Çocuksu bir aşk bizimki: tıpkı Ayşe
ile Ali’nin sobelendiği bir yol bir güzergâh aslında okul yolunda saklambaç
oynayan hayallerim hem de ben hayal görmeye daha da küçükken başladım:
Alametifarikası bir ıssızlık kolaçan
ettiğim sağım solum ve önüm ve arkam ve işte içtimada iç sesim:
Sobe…
Sahi, o kadar belli ediyor muyum
duygularımı?
Yaşım sekiz var yok:
Yokluğa alışmanın ilk çaresi
yalnızlığı içine çekip sevgisizliği sindirmektir gel gör ki: sevmeden de
yaşayamaz insan gel gör ki: hayatın hörgücü iken sevgi ve ben sadece bir
damladan ibaret olsam bile okyanuslara denk düşerim ve sonsuzluğa ve ufka ve
kimler ve de neler biriktirmişken hayal dünyamda hayal ettiğim kadar da bilirim
bir hayalet olduğumu ve ulaşılmazlığımı ve dokunulmazlığımı da kayıt altına
almışken Tanrı.
Allah’ın sevgili kuluyum ve aşkın
kölesi sınırları aştı hem benim şöhretim hele ki şüheda mazim ve işte içimde
kıpraşan duygular bense hala Cin Ali okuyup Ayşe’yi de Ahmet’i de ne de çok
seveceğim.
Okul yolunda.
Suyolunda kırılan testi gibi.
Ya da göle maya çaldığım Nasrettin
Hocayı manen hissettiğim ve fıkralarına aşinalığım ta çocuk yaşımdan miras bana
mademki Rabbin ilk emri: ‘’oku’’
Ve bir adım sonrası:
Yazmanın verdiği keyif ve huzur ile
sürücü koltuğuna öylesine yerleştim ki kalemin kaile alınmasam da bir gün
kavuşacağım hidayete ve İlahi Adaletin nezdinde darmaduman olacak bunca zulüm
ve çocuk bedenler yaşayacak ve daha neler görecekler yaşadıkça…

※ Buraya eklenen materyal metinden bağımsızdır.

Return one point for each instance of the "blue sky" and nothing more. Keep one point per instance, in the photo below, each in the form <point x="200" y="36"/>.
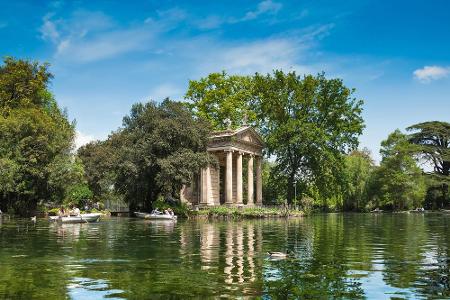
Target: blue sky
<point x="107" y="55"/>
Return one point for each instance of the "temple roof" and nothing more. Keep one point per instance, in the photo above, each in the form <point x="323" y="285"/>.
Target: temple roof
<point x="244" y="139"/>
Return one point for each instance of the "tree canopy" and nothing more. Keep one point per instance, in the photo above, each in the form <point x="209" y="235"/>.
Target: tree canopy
<point x="398" y="182"/>
<point x="433" y="145"/>
<point x="35" y="136"/>
<point x="158" y="149"/>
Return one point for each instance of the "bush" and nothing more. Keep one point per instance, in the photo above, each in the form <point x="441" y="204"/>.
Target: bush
<point x="78" y="195"/>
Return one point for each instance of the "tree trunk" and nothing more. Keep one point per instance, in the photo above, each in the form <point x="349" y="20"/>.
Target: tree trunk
<point x="290" y="191"/>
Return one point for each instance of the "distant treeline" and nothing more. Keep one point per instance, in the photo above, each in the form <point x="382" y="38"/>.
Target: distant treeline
<point x="310" y="125"/>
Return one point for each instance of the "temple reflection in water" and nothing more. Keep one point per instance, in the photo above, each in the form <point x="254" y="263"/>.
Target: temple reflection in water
<point x="231" y="247"/>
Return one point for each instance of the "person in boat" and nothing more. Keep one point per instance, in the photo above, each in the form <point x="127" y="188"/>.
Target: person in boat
<point x="62" y="211"/>
<point x="75" y="211"/>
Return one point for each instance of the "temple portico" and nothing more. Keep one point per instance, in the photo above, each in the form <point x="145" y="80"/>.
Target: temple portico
<point x="237" y="178"/>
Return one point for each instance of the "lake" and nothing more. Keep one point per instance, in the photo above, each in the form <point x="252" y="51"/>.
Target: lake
<point x="375" y="256"/>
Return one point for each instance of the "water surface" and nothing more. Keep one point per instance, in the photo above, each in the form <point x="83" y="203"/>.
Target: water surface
<point x="376" y="256"/>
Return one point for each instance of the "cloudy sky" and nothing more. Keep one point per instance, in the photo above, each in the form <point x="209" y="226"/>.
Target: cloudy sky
<point x="107" y="55"/>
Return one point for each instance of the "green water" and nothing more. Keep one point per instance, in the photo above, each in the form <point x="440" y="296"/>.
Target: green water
<point x="373" y="256"/>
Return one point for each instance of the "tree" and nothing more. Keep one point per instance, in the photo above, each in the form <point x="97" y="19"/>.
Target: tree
<point x="99" y="159"/>
<point x="433" y="140"/>
<point x="220" y="98"/>
<point x="34" y="134"/>
<point x="358" y="168"/>
<point x="399" y="183"/>
<point x="308" y="124"/>
<point x="160" y="147"/>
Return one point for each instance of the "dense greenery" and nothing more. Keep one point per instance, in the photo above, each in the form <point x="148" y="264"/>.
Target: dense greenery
<point x="158" y="149"/>
<point x="308" y="122"/>
<point x="310" y="125"/>
<point x="398" y="182"/>
<point x="36" y="139"/>
<point x="433" y="140"/>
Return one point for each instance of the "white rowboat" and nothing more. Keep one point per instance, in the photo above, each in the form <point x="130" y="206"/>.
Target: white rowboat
<point x="155" y="216"/>
<point x="83" y="218"/>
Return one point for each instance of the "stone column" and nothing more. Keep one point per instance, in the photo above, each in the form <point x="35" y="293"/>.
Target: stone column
<point x="250" y="198"/>
<point x="229" y="179"/>
<point x="259" y="180"/>
<point x="204" y="186"/>
<point x="239" y="179"/>
<point x="208" y="185"/>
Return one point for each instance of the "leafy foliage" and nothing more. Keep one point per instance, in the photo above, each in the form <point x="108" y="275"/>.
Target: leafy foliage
<point x="158" y="149"/>
<point x="358" y="171"/>
<point x="308" y="123"/>
<point x="35" y="136"/>
<point x="433" y="140"/>
<point x="220" y="98"/>
<point x="398" y="182"/>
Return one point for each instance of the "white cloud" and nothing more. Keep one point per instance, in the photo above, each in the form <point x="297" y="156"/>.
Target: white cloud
<point x="429" y="73"/>
<point x="264" y="7"/>
<point x="48" y="30"/>
<point x="90" y="36"/>
<point x="82" y="139"/>
<point x="261" y="56"/>
<point x="166" y="90"/>
<point x="103" y="46"/>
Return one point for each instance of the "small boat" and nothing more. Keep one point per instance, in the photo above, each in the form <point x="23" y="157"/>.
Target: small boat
<point x="277" y="255"/>
<point x="83" y="218"/>
<point x="155" y="216"/>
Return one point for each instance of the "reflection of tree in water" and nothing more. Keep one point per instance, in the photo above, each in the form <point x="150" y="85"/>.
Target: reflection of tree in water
<point x="29" y="262"/>
<point x="406" y="237"/>
<point x="317" y="266"/>
<point x="434" y="280"/>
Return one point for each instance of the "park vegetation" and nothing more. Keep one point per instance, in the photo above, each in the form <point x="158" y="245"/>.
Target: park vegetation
<point x="310" y="125"/>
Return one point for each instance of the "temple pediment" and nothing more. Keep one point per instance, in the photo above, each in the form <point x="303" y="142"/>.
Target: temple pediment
<point x="244" y="139"/>
<point x="223" y="183"/>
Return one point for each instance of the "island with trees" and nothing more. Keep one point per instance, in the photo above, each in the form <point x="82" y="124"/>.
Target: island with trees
<point x="310" y="125"/>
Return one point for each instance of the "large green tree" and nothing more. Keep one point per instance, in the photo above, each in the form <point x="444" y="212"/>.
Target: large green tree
<point x="398" y="182"/>
<point x="161" y="146"/>
<point x="433" y="140"/>
<point x="308" y="124"/>
<point x="224" y="100"/>
<point x="358" y="170"/>
<point x="35" y="134"/>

Ve evet, devam eden bir savaşın
gıybetini yapıyorum ve zulme ve zalime isyan ediyorum hepsini de çoktan havale
etmişken Rabbime.
Susuz bir yaz.
Yağmursuz bir hazan.
Kasım ise bir aldatı: kasım bilmiyor
kasımlığını ve kastıkça kasıyor sanırsın ki ısıtan yaz güneşi.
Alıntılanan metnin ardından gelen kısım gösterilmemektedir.